The Bush administration had made clear that this war will not be another Kosovo or Persian Gulf. It will not be over in a matter of weeks or months. And, still, the Germans are with us.

Between 50 and 60 German soldiers have been deployed as part of the crews of NATO Airborne Warning and Control System (AWACS) aircraft conducting surveillance over the United States, the German Embassy said. Germany has also stepped up its role in the Balkans freeing other allies to be deployed to the Middle East. For the first time in NATO history, Germany will serve as the lead nation in an alliance mission outside of NATO territory. German troops will provide 600 of 700 troops in Macedonia, and a German commander will lead the mission.

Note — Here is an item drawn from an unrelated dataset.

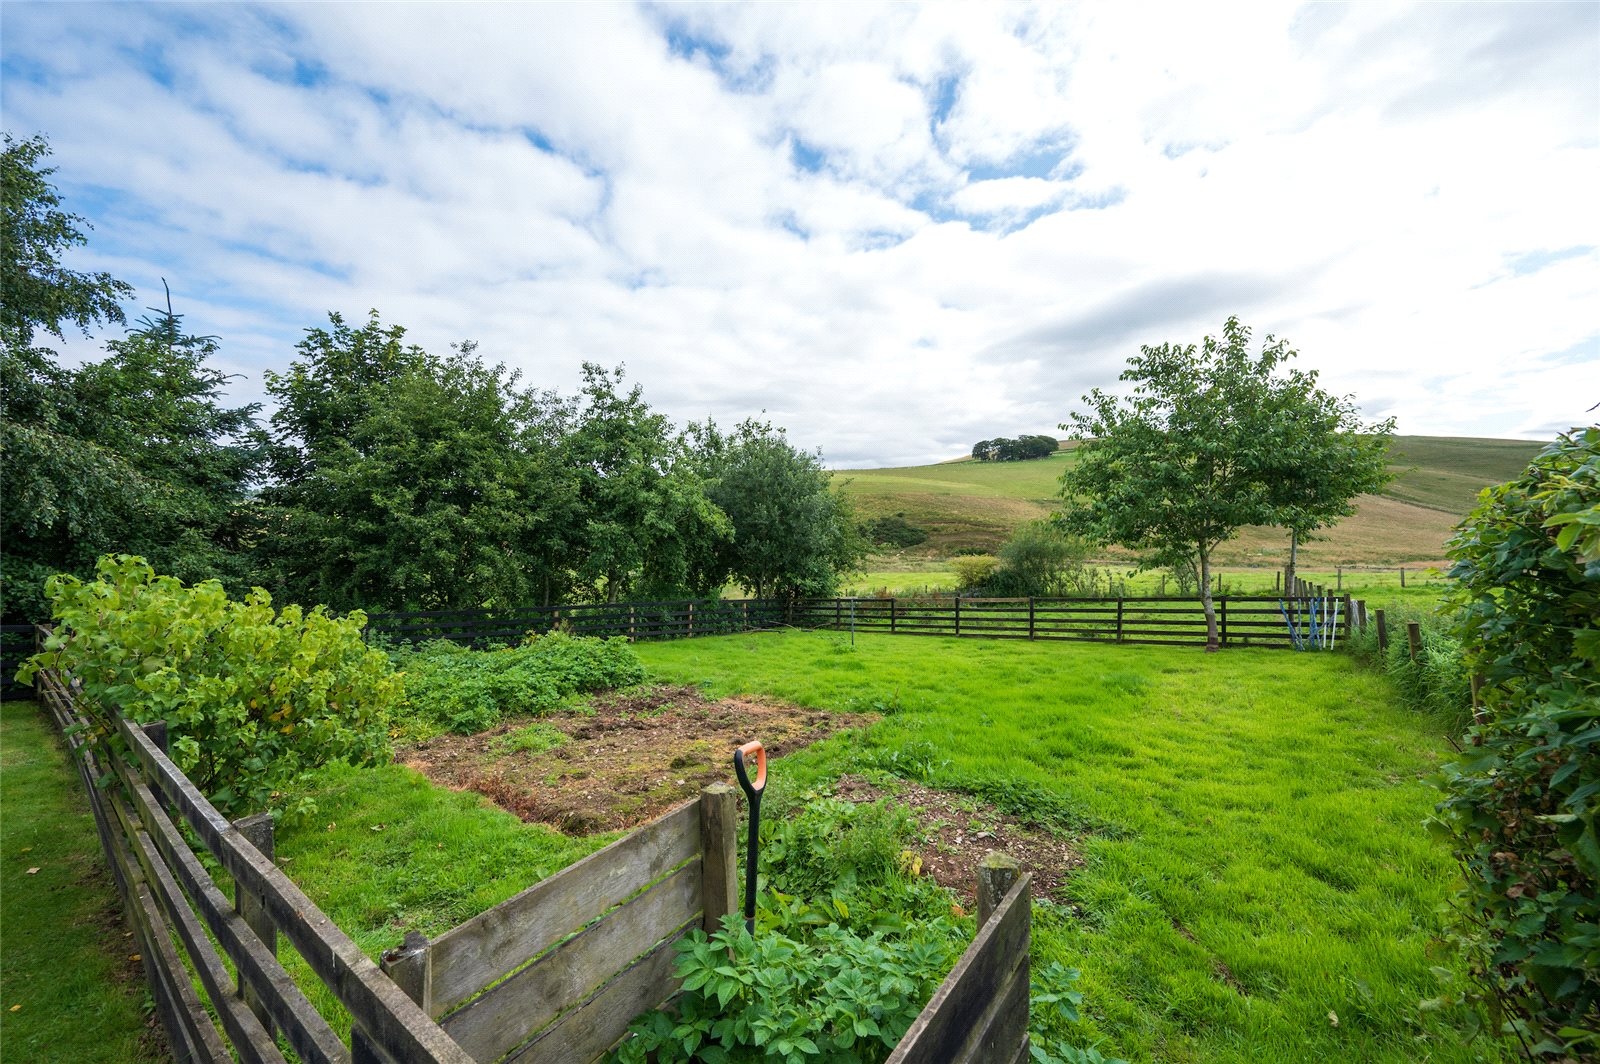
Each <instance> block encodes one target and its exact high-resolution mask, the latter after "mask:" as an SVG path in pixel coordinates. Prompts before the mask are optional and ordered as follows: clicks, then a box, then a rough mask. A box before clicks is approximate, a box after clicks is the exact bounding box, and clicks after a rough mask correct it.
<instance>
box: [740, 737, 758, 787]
mask: <svg viewBox="0 0 1600 1064" xmlns="http://www.w3.org/2000/svg"><path fill="white" fill-rule="evenodd" d="M750 754H754V755H755V782H754V784H752V782H750V778H749V776H746V771H744V760H746V758H747V757H750ZM733 766H734V768H736V770H738V771H739V782H741V784H744V787H746V790H765V789H766V747H763V746H762V744H760V742H757V741H754V739H752V741H750V742H746V744H744V746H741V747H739V749H738V750H734V758H733Z"/></svg>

It's not that the German on the street has forgotten his country's history, or that he is enthusiastic about a new military involvement. But for a country that has lived through a world war on it soil, and had learned to fear the sudden bombs and yesterday's conscience, last month's attacks brought the United States closer. Mr. Schroeder's promise of "unreserved solidarity," which includes military assistance, shows that the Germans have entered into a new era of deeper friendship with the United States and that is good for both nations.